Bad Religion started going an interesting direction when they put out "Faith Alone," a song from the band's 1990 album, Against the Grain. They had already been finding their voice (what they call the oozin' aahs) before this song through their harmonies and started developing some killer melodies. What I really take away from this song, other than the blues influence and crude energy, is how much the lyrics ring true, reminding us that "faith alone won't sustain us anymore."

"The Answer," Generator Early '90s punk rock

"The Answer" stands out from the rest of Generator (1992) with its well crafted dire undertones and dark, eerie backup vocals. This song is definitely a hidden gem among classic punk anthems. The melody signals distress one moment and is soothing the next. Similarly, the vocals attack anyone who claims to have the answer. While this may be disconcerting, it's also reassuring: nothing is set in stone.

"Watch It Die" - Recipe For Hate '90s alternative punk rock ft. Eddie Vedder

Bad Religion really put themselves on the map at this point. It was 1993, and this was their major label debut, as before the album came out the band switched labels from Epitaph to Atlantic Records. They had the opportunity to collaborate with a couple mainstream artists but, in particular, with Eddie Vedder on "Watch It Die." This song has a hint of blues and country influence, like much of Recipe, while incorporating a heavy dose of alternative. These are all wonderful qualities in the song but what stands out to me is how marvelously nihilistic it is. As the saying goes, some men just want to watch the world burn.

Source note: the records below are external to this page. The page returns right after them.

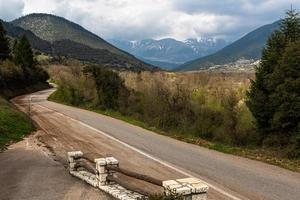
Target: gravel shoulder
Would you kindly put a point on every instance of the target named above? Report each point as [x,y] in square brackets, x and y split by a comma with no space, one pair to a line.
[30,172]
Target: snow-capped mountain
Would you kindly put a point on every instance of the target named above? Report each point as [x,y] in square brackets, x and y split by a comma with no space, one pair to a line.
[168,53]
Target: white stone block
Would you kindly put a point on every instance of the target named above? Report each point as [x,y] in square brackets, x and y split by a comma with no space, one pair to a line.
[169,182]
[188,180]
[199,188]
[72,166]
[111,161]
[183,190]
[100,161]
[75,154]
[202,196]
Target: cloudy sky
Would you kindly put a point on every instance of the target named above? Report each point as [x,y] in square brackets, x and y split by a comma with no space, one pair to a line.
[140,19]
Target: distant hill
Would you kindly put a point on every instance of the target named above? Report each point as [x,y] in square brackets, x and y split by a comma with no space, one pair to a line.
[36,42]
[106,55]
[248,47]
[82,52]
[169,53]
[53,28]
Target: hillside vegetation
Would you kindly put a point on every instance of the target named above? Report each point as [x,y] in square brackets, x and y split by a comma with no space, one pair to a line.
[58,37]
[53,28]
[18,74]
[14,125]
[204,108]
[248,47]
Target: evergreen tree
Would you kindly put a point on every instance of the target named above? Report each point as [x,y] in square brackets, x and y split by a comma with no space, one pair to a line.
[274,95]
[23,54]
[290,26]
[4,44]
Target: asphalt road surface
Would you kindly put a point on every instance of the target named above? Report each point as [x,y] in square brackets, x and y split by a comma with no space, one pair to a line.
[234,177]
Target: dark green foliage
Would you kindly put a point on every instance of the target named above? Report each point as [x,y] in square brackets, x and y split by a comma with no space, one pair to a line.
[60,37]
[23,54]
[14,125]
[290,26]
[4,44]
[23,72]
[110,87]
[83,52]
[274,96]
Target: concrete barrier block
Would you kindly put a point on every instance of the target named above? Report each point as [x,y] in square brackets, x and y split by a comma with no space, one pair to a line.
[75,154]
[111,161]
[169,182]
[190,188]
[183,190]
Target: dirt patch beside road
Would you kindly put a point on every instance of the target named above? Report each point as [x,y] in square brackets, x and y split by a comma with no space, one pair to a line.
[29,172]
[63,134]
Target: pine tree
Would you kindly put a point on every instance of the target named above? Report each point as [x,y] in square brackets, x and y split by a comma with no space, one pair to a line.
[274,95]
[4,44]
[290,26]
[23,54]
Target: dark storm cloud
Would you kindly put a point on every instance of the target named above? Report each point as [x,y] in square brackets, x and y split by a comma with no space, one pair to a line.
[139,19]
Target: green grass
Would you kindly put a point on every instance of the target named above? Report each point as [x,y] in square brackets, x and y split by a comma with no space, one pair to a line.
[266,155]
[14,125]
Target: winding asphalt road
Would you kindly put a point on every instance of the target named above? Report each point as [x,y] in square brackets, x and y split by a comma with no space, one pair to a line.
[235,177]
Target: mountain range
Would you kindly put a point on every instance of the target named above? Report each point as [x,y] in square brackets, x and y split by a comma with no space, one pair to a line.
[169,53]
[249,47]
[57,36]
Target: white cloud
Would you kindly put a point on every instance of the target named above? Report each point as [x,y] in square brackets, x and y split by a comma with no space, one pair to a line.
[11,9]
[181,19]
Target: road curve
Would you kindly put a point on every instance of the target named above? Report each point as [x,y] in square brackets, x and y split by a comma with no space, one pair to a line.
[236,177]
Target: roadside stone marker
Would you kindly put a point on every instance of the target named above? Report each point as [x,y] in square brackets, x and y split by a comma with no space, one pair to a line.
[189,188]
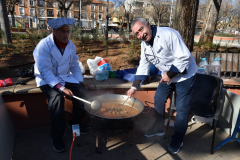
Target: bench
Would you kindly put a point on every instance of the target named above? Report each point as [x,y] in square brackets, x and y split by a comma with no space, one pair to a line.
[7,132]
[230,66]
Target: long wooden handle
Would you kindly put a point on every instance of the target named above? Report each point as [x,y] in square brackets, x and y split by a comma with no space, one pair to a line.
[82,100]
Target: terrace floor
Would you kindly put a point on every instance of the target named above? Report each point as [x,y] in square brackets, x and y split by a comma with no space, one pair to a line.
[36,144]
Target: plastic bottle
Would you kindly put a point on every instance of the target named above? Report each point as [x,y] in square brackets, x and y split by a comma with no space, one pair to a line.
[203,67]
[215,68]
[102,75]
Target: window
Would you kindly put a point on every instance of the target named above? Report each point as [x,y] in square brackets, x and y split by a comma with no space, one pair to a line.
[84,8]
[100,7]
[21,3]
[100,16]
[50,4]
[50,13]
[58,13]
[21,11]
[92,7]
[92,15]
[41,3]
[83,15]
[42,12]
[69,14]
[31,3]
[84,24]
[76,14]
[32,12]
[67,4]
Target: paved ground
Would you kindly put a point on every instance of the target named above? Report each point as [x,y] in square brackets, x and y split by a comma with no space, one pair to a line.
[35,144]
[223,41]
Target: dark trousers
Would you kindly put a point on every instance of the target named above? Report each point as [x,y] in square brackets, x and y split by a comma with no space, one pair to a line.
[56,107]
[184,91]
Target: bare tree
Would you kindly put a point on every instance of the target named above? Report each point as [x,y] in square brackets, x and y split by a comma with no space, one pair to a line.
[185,20]
[210,21]
[4,22]
[161,8]
[127,7]
[11,8]
[227,15]
[119,14]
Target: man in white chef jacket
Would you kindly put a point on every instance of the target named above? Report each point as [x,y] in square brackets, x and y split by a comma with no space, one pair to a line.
[58,74]
[165,48]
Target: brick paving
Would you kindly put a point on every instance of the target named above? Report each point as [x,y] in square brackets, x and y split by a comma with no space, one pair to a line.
[35,144]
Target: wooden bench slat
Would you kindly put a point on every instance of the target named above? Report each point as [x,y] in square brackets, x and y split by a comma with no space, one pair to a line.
[229,62]
[235,62]
[223,62]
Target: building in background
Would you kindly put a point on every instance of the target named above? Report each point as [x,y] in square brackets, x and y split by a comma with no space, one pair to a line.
[35,13]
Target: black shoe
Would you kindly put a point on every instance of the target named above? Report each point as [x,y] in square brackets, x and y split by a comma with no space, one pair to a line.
[174,148]
[84,129]
[154,131]
[58,144]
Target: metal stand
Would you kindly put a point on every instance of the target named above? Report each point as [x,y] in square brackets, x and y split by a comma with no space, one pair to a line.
[106,135]
[233,137]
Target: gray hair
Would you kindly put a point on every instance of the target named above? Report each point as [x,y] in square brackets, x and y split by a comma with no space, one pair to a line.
[139,19]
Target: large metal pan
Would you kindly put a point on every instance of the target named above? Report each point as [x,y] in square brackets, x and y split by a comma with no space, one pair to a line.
[113,124]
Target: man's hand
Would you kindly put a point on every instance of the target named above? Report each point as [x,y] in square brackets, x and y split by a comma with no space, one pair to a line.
[67,93]
[130,92]
[85,85]
[165,79]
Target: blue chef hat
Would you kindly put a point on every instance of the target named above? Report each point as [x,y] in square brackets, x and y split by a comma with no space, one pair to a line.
[59,22]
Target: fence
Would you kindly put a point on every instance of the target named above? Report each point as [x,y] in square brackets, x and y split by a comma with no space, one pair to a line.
[230,65]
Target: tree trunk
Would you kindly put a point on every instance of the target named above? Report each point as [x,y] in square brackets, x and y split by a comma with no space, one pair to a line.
[65,13]
[210,21]
[5,23]
[185,20]
[13,19]
[128,25]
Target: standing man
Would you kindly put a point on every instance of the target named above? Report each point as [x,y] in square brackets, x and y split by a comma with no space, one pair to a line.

"All There Is" - The Empire Strikes First Hardcore punk rock

Any potentially bad direction that Bad Religion took in their career was remedied when they came full circle into bringing their hardcore punk energy back into their sound for this 2004 album, The Empire Strikes First. There are plenty of examples but "All There Is" stands out as anthemic with its frenetically powerful drive enveloped by a robust volume of country and a faint glimmer of blues influence. This just adds to the fun lyrical content, informing us, once again, of the beauty that we can find in a collapsing world. All of these fantastic qualities that Bad Religion still brings to the table, whether on recordings or live, will leave you with one question: Can that be all there is?